Edison High School is a private high school in Portland, Oregon, United States. Edison High School is open to students who have learning differences such as Dyslexia, Attention Deficit Disorder (ADD), & Attention Deficit Hyperactivity Disorder (ADHD). Edison is located on the campus of Jesuit High School and students go back and forth to take classes at both schools.

==History==
Edison was founded in 1973 as the Tree of Learning. For many years, students were taught in portable classrooms on the Jesuit High School campus.

In 1992, Edison moved into a new building and changed the school's name to Thomas A. Edison High School in honor of the famed American inventor who had a learning difference. In 2014, they streamlined the school's name to Edison High School. Students also take classes in a satellite building in the Valley Plaza next door.

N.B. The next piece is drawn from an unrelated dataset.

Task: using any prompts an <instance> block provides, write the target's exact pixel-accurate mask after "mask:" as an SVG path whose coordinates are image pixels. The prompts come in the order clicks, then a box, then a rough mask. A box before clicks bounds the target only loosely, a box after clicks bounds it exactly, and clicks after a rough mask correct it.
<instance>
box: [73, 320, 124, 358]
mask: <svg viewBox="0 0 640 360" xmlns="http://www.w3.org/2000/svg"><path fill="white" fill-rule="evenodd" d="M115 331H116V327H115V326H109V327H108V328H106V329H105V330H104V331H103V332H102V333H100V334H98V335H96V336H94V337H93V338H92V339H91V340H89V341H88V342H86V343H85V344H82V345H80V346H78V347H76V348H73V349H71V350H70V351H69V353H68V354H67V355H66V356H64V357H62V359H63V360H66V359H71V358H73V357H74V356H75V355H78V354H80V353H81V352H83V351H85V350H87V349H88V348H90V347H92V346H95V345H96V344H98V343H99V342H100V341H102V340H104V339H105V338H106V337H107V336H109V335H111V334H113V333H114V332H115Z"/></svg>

The former school Director, Patrick J. Maguire, joined the school in 1984 and became the director in 2000. Maguire retired in 2018. The philosophy of Edison High School is that learning proceeds from the creation of trusting relationships and a supportive community. At Edison, it all begins with their teaching staff of twenty-seven faculty members, which includes fourteen teachers; two Licensed Professional Counselors and a Licensed School Counselor, all with master’s degrees; one transition specialist; and administrative and development staff. There is relatively low faculty turnover. The Edison High School Board is composed of dedicated individuals from a variety of backgrounds who generously offer their knowledge, talents, and experience to serve the school and its students.

==Admission==
Edison is the only private high school in Oregon specifically designed to meet the needs of students with complex learning differences. Because no two students are alike, Edison takes a customized approach to learning, offering individual attention when and where it is needed. Within the small and supportive academic environment, students develop strong relationships with faculty members who become familiar with their learning styles. Edison students gain self-discipline and organizational skills, practice self-advocacy and build confidence in their ability to learn, alongside their academic studies. In addition, they:
- Have a shorter school day than most mainstream high schools
- Begin classes later than most high schools, which has been proven to be beneficial for teenagers
- Maintain a very low student:teacher ratio of ten to one.
Edison is a four-year, full-service high school program with a strong record of academic success. The vast majority of their students receive their high school diplomas and most Edison students continue their education beyond a high school diploma. About one-third of the graduates go on to a four-year college, while two-thirds of students attend a two-year institution, enter the workforce or work while continuing post-graduate education. All students who earn their diplomas from Edison receive career awareness and guidance through the transition program.

Edison High School is a charitable corporation under section 501(c)(3) of the IRS code.

The school's official tagline is: "Your potential. Illuminated."